Having had to deal with litigation issues, the first rule is to install "as per the manufactures installation Instructions" providing this does not create a jurisdictional code violation. If not like it or not you may have voided your warranty and open yourself up for litigation even if the "approved" installation creates a problem


----------



## JK949 (Mar 18, 2009)

You need a scale guard filter before the tankless weather you have a carbon filter or not. 

Water conditioners don't help as they bind the minerals in the water but they can get cooked on the heat exchangers because of the high temps used.

Softened water is corrosive and can lead to damage of the plumbing system.


----------



## ZL700 (Dec 8, 2009)

maria snow said:


> Different techniques are there with the help of which we soft the hard water & then they are going to use.From my past experiences I realized that we have to use cork also at the time of plumbing.

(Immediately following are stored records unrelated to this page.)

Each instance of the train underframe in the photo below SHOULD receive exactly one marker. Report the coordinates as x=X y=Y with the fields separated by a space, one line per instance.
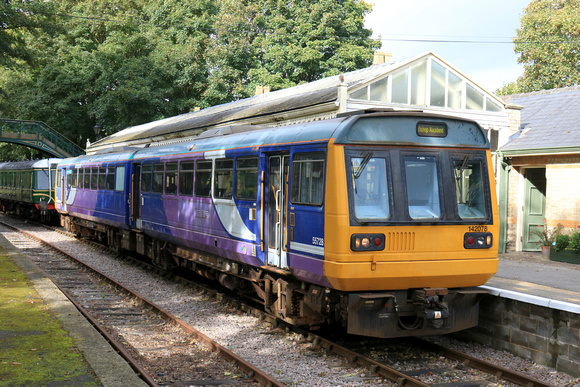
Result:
x=386 y=314
x=43 y=214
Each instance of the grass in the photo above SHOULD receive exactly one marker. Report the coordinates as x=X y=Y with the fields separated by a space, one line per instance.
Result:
x=34 y=349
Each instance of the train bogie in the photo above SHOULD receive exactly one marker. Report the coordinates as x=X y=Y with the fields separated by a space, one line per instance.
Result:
x=381 y=222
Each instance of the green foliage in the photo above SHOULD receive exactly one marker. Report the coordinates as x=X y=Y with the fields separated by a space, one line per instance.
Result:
x=562 y=242
x=547 y=44
x=34 y=350
x=575 y=242
x=126 y=62
x=508 y=89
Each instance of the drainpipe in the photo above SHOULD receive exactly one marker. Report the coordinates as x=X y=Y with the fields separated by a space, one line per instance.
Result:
x=342 y=94
x=504 y=171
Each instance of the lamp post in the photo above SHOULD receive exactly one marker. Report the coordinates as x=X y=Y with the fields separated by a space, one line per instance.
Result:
x=97 y=130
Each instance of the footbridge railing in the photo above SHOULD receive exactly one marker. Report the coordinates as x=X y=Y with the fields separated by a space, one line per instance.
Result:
x=38 y=135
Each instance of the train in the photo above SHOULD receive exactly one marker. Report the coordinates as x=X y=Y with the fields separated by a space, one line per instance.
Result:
x=384 y=223
x=27 y=188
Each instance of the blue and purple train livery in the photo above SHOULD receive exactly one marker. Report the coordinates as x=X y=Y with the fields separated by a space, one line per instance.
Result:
x=378 y=221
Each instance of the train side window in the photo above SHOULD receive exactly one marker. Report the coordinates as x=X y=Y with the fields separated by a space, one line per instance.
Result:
x=146 y=178
x=223 y=178
x=94 y=178
x=87 y=179
x=120 y=179
x=102 y=178
x=157 y=186
x=203 y=178
x=171 y=179
x=110 y=178
x=75 y=177
x=371 y=187
x=247 y=178
x=422 y=187
x=186 y=178
x=469 y=189
x=308 y=179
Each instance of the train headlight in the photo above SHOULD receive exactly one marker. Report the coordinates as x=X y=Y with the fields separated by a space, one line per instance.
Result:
x=367 y=242
x=477 y=240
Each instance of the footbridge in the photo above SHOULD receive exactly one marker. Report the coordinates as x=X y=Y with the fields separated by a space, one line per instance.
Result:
x=38 y=135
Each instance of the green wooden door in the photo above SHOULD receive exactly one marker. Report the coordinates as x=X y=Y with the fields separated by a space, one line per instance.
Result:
x=534 y=207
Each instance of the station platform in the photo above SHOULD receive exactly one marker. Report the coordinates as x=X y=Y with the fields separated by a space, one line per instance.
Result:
x=530 y=277
x=523 y=276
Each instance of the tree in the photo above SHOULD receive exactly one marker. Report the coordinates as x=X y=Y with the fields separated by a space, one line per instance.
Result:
x=547 y=43
x=16 y=19
x=120 y=63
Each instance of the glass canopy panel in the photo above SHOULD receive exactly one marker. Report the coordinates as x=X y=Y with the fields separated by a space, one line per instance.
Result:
x=400 y=88
x=491 y=105
x=454 y=91
x=419 y=84
x=473 y=99
x=437 y=84
x=379 y=90
x=360 y=94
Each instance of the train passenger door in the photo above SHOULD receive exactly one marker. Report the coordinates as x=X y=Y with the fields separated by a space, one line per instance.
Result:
x=136 y=197
x=278 y=167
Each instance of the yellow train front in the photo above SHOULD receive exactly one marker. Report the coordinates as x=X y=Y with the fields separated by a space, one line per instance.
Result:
x=411 y=223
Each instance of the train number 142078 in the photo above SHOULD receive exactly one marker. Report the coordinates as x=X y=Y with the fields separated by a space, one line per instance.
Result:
x=477 y=228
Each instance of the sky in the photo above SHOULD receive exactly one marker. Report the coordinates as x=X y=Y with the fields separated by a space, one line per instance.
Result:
x=490 y=64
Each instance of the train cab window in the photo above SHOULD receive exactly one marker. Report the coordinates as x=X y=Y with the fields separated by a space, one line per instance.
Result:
x=186 y=178
x=157 y=184
x=469 y=189
x=223 y=178
x=110 y=178
x=87 y=178
x=102 y=178
x=422 y=187
x=308 y=179
x=247 y=178
x=146 y=178
x=94 y=178
x=203 y=178
x=120 y=179
x=171 y=179
x=370 y=186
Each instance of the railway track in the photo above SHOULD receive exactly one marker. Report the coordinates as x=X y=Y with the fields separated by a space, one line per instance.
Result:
x=159 y=347
x=426 y=369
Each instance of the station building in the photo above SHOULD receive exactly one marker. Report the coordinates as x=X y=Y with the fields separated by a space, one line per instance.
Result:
x=542 y=165
x=424 y=82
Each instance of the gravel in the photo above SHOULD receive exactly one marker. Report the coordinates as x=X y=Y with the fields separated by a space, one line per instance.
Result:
x=283 y=355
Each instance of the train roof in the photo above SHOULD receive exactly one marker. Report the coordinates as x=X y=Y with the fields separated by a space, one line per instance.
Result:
x=120 y=155
x=28 y=164
x=390 y=128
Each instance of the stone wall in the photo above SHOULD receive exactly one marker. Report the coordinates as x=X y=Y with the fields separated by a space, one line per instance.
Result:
x=545 y=335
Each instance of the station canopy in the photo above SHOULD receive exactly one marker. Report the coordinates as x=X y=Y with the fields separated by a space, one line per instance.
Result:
x=423 y=83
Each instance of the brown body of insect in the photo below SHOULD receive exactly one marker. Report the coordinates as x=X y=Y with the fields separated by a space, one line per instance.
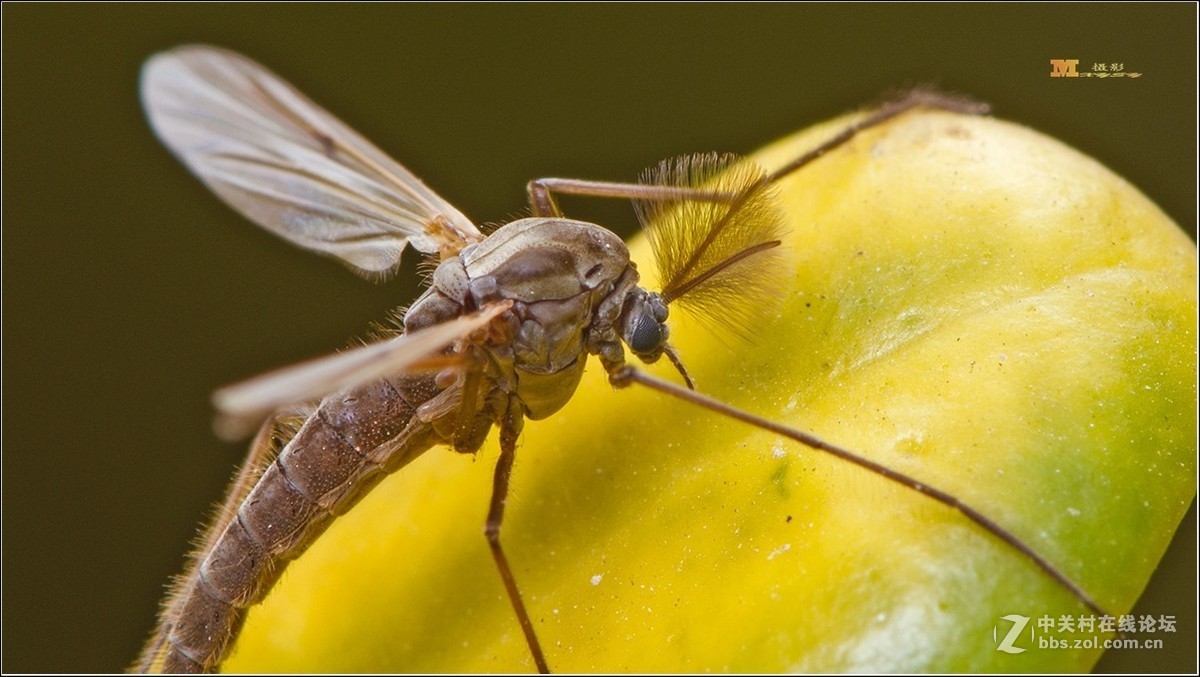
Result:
x=501 y=335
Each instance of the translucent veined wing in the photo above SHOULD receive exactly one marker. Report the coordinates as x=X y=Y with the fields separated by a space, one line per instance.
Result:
x=289 y=166
x=243 y=406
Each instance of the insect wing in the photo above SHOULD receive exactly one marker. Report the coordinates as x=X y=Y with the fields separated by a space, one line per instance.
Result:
x=243 y=406
x=289 y=166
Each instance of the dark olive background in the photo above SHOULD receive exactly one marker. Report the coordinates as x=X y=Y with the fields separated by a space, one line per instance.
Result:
x=130 y=293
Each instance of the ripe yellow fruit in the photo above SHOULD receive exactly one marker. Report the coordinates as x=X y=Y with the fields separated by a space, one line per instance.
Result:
x=969 y=301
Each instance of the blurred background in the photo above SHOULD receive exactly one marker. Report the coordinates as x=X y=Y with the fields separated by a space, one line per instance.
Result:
x=130 y=293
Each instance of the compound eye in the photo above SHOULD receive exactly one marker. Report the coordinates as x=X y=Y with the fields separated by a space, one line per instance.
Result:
x=647 y=336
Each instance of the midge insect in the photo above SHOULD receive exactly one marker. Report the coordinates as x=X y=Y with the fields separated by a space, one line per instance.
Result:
x=501 y=335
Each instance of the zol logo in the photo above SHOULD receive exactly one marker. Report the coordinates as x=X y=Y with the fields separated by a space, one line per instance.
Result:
x=1007 y=643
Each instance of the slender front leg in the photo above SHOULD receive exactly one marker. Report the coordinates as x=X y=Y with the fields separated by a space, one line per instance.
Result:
x=543 y=202
x=628 y=375
x=510 y=427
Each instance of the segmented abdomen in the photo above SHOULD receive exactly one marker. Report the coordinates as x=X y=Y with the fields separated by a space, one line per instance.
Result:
x=345 y=448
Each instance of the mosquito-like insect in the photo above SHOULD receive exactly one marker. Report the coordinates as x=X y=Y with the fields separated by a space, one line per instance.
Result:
x=501 y=335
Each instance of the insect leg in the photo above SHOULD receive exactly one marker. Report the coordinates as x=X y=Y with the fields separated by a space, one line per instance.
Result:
x=262 y=451
x=628 y=375
x=903 y=103
x=543 y=203
x=510 y=427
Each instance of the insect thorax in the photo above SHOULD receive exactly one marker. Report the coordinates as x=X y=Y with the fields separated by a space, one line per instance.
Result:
x=564 y=277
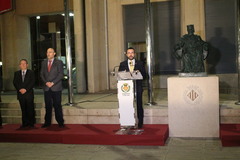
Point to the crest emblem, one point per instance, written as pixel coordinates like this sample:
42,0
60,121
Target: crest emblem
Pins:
125,87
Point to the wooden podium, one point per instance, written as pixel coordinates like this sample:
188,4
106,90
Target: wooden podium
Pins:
126,91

These corks are used for joining the pipes. This will help if some problems occurred. These days plumbing supplies cork are on boom as every plumber using it for future helps. So, it is always better to hire some experts for suggestions or give contracts to those firms which are working in this field.


Stick to beer


----------



## TallCoolOne (Dec 19, 2010)

GAN said:


> Having had to deal with litigation issues, the first rule is to install "as per the manufactures installation Instructions" providing this does not create a jurisdictional code violation. If not like it or not you may have voided your warranty and open yourself up for litigation even if the "approved" installation creates a problem


I was under the impression Manufacutres Code over rides local codes...


----------



## OldSchool (Jan 30, 2010)

TallCoolOne said:


> I was under the impression Manufacutres Code over rides local codes...


It's what ever the stricter of the two is...


----------



## GAN (Jul 10, 2012)

OldSchool said:


> It's what ever the stricter of the two is...


 
Yep Yep. as long as the stricker does not cause health or safety conflict (usually doesn't)

For instance in our jurisdiction until we change we only approve "K" type copper for water service installation, where other types of material meets ASTM or CSA standards.


----------